Trump also promised that he could negotiate decrease in drug prices
He stunned Republicans by joining Hillary Clinton and Bernie Sanders in a Medicare proposal to negotiate prescription drug prices. Trump said it hasn’t been done thus far, because politicians are beholden to pharmaceutical industry donations. But with his negotiation skills, he could accomplish it, he said, claiming this change would save billions of dollars.
(The current law doesn’t allow Medicare to negotiate with drug companies.)
Like Clinton, Trump has also called for a change in U.S. law to allow importation of drugs from foreign countries, including Canada, to save Americans money.
2017- The CMS announced in 2017 that it was slashing the reimbursement rate from six percent above the average price of the drugs to 22.5 percent below the average cost. The agency said the program gave hospitals an incentive to over-prescribe drugs and cost patients more money, and should not provide subsidization of other services.
In the summer of 2017, the Trump administration followed by announcing a plan to change the rate. Under the new rule, the Medicare agency said it would pay the average sales price of drugs minus 22.5 percent. That rate would come closer to matching the discounted rate hospitals were paying through the 340B program, the agency said.
Let it be known that, until 2017, these hospitals were reimbursed by the federal government for drugs prescribed to Medicare patients at a higher rate than the discounted price the hospitals paid.
2018- In 2018, Park Ridge Health, a nonprofit healthcare network in western North Carolina that serves a large population of lower-income patients, was delayed plans to buy a new CT scanner for stroke patients.

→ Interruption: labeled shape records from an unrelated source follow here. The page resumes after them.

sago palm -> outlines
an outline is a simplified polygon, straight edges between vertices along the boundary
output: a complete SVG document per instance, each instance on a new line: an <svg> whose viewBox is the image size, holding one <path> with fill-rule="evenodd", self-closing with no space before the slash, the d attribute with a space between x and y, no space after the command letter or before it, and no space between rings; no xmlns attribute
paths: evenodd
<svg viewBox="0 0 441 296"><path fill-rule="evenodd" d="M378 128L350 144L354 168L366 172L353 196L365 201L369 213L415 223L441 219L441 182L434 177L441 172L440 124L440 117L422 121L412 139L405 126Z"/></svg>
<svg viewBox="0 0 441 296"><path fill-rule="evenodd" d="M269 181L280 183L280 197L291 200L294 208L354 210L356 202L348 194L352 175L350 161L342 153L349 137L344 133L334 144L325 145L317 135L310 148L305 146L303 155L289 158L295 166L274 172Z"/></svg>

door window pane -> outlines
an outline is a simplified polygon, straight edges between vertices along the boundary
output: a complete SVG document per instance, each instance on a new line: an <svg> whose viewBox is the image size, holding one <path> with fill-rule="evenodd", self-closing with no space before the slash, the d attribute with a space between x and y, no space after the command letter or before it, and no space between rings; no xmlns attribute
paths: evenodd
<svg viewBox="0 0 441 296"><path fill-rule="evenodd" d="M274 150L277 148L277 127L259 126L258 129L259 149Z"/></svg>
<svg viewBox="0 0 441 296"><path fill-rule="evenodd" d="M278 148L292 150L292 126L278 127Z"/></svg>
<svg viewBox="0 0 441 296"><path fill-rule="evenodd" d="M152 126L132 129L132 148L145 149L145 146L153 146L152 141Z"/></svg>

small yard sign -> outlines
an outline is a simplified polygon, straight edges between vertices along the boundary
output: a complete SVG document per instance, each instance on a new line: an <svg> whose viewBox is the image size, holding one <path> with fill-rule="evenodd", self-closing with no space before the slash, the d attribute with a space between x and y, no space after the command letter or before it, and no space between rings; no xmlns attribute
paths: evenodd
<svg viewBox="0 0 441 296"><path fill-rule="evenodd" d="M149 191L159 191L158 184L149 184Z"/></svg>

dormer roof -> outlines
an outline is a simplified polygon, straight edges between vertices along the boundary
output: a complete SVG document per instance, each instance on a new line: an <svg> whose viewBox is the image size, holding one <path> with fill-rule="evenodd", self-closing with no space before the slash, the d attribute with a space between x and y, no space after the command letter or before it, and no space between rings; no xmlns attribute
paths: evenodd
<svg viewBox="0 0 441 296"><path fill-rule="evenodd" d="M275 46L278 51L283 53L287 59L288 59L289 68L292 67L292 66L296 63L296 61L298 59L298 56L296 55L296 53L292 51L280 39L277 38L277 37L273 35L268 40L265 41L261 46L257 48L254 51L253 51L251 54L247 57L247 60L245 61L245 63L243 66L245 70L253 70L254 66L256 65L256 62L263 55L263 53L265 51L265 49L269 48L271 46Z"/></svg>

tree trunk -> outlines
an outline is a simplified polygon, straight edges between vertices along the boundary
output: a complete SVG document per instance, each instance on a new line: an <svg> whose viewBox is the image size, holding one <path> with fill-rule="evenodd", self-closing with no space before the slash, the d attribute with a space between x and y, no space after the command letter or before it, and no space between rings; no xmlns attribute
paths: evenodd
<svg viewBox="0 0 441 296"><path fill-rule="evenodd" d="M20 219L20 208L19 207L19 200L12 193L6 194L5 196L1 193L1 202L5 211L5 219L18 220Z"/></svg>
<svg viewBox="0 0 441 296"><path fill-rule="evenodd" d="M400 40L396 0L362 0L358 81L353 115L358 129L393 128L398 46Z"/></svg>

The Trump administration had drastically scaled back a federal drug reimbursement program that benefitted public and not-for-profit hospitals. Park Ridge, now called AdventHealth Hendersonville, stood to lose $3.3 million per year, the hospital’s chief financial officer wrote in a court affidavit, and it wasn’t just the CT scanner on the line. That money went toward a variety of services for elderly and poor patients, including new cancer treatment facilities, women’s healthcare, and partnerships with nonprofits on issues like prescription drug abuse.
phRMA responds
“PhRMA is concerned that the 340B program continues to grow rapidly and without patient benefits, thus increasingly departing from its purpose and statutory boundaries,” the group wrote. “This growth in the 340B program creates market-distorting incentives that affect consumer prices for medicines, shift care to more expensive hospital settings, and accelerate provider market consolidation.”
Hospitals that supported the program, meanwhile, said the proposal punished providers who work with vulnerable patients, and they urged the CMS to focus its efforts instead on bringing down drug costs.
The agency disputed that the plan was punitive and said that “lowering the price of pharmaceuticals is a top priority,” but was outside the scope of what it was considering at the time.
Millions in losses for hospitals
The CMS estimated that cutting the reimbursement rate for the drugs would reduce the amount of money paid to hospitals by $1.6 billion in 2018 alone. Scaling back that funding would actually increase the rates paid by the government for other services for Medicare patients since the payment system has to be “budget neutral,” but Park Ridge and other hospitals that took the administration to court experienced net losses of millions of dollars.
The American Hospital Association, a lead plaintiff, stated, “The COVID-19 pandemic has created the greatest financial crisis in history for America’s hospitals and health systems, with our field losing over $50 billion each month. While it is too soon to have precise data on the full impact of this pandemic, the unlawful Medicare cuts that we are contesting in federal court have added significantly to the financial pressure all hospitals face.”